What Happens When the Ground Around My Foundation Gets Too Wet?

While you might not think much about the ground moisture around the foundation of your home, fluctuating moisture levels can result in serious damage to the structural stability of your home. Large-scale issues like these are best to catch early, so it pays to familiarize yourself with what can happen when the ground around your foundation gets too wet.

Cracks in the Foundation

If the ground around your home’s foundation goes through too many wet and dry cycles over time, it can cause a level of repeated expansion and contraction that’s too much for your foundation to handle. Unfortunately, this can result in cracks in the foundation that can compromise the entire structure of your home, necessitating costly repairs later on.
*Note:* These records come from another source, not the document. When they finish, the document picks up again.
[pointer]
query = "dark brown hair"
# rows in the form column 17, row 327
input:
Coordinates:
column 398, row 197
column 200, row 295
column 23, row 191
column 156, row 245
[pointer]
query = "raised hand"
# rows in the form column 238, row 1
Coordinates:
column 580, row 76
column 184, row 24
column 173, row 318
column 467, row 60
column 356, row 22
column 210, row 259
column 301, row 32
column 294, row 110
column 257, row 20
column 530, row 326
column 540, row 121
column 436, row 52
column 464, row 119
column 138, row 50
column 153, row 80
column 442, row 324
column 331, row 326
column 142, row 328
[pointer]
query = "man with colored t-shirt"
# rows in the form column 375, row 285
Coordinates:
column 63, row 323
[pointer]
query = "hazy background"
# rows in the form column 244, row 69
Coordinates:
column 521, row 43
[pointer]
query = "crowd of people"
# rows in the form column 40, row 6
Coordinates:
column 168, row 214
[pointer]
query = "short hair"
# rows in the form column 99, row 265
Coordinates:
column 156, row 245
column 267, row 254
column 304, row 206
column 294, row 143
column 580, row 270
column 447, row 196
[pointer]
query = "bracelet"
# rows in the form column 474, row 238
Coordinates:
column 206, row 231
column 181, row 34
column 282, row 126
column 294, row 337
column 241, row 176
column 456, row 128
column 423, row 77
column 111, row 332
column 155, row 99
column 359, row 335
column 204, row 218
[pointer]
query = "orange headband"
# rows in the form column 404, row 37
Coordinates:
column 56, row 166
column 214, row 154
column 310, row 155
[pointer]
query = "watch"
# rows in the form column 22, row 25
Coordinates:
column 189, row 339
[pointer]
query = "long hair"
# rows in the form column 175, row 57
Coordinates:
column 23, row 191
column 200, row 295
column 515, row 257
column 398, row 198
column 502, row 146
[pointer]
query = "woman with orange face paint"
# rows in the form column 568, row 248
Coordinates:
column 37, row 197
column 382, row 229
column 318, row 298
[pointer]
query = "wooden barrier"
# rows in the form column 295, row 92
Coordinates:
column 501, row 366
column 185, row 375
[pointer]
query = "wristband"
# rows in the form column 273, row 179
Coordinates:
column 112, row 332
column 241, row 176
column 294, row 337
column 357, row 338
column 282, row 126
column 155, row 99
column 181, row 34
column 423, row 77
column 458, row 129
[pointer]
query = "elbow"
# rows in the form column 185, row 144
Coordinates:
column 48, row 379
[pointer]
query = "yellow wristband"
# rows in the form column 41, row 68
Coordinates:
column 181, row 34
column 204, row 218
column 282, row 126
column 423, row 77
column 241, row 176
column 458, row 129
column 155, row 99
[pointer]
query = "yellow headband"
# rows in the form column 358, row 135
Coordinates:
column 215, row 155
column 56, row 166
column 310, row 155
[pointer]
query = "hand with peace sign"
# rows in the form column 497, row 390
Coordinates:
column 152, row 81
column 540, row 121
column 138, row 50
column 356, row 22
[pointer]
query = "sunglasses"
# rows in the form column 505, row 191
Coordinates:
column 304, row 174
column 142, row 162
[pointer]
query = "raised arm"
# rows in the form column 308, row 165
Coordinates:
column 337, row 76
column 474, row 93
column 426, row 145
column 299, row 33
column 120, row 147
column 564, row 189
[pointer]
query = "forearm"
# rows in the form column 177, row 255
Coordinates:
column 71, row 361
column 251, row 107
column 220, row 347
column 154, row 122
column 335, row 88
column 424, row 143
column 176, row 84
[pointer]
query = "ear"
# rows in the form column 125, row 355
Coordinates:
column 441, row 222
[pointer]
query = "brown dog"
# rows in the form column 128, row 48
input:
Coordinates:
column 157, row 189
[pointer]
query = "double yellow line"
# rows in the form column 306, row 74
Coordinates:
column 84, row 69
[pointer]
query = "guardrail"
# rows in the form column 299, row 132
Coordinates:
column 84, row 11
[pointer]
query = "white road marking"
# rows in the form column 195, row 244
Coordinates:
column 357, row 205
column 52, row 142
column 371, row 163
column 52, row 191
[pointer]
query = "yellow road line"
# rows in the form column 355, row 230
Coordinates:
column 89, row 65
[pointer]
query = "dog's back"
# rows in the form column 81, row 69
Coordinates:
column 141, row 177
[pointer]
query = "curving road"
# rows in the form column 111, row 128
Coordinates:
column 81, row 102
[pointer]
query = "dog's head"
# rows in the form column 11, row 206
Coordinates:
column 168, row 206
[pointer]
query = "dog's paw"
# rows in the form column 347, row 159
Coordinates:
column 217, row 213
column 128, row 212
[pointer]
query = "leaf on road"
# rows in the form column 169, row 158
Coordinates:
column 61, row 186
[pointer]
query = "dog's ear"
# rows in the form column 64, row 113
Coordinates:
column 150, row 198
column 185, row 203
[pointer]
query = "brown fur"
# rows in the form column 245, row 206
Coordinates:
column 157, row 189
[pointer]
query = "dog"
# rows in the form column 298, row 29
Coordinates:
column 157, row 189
According to Budget Dumpster, some small cracks from normal drywall expansion are common and harmless, but cracks that are more than one-eighth of an inch wide are probably due to moisture damage and should be looked at more closely. Your best bet is prevention, which you can do by controlling where moisture collects in the area surrounding your home. Some great ways to tackle this include installing drain lines and diverters alongside grading your yard so that the slope carries moisture away from your foundation.

Bowed Walls

The same contraction and expansion pressure from moisture fluctuation that causes cracks in your foundation can also result in bowed basement walls. You can spot these by looking for diagonal cracks that radiate outwards from a central point and compromise your moisture barrier, often accompanied by a visible bulge in the wall. According to Tomlinson Cannon, bowed basement walls can be due to gutters sending water too close to the foundation of your home. A quick way to keep the problem from getting worse is to install the aforementioned diverters to help guide gutter runoff away from your foundation. Long-term fixes for bowed walls often involve installing anchors in the ground that straighten your basement walls and increase stability.

Humidity and Mold Growth

Unfortunately, according to the University of Minnesota Extension, the pressure of excess moisture around your foundation will result in increased moisture inside your home as well. The fissures in your basement wall make an incredibly poor seal against dampness and leaks, which amplifies indoor humidity. Not only is a high level of indoor humidity uncomfortable, but it increases the likelihood of mold growth in your home as well. Since many of the leaks that result from cracked basement walls drip into the walls themselves, it’s easy for mold growth to go unnoticed until the problems have already gotten out of hand.

You might not think to check on the moisture levels around your foundation while maintaining your home, but be sure to add it to your to-do list! When the ground around your foundation gets too wet, you run the risk of having to deal with costly issues such as foundation cracks, bowing walls, and interior mold growth.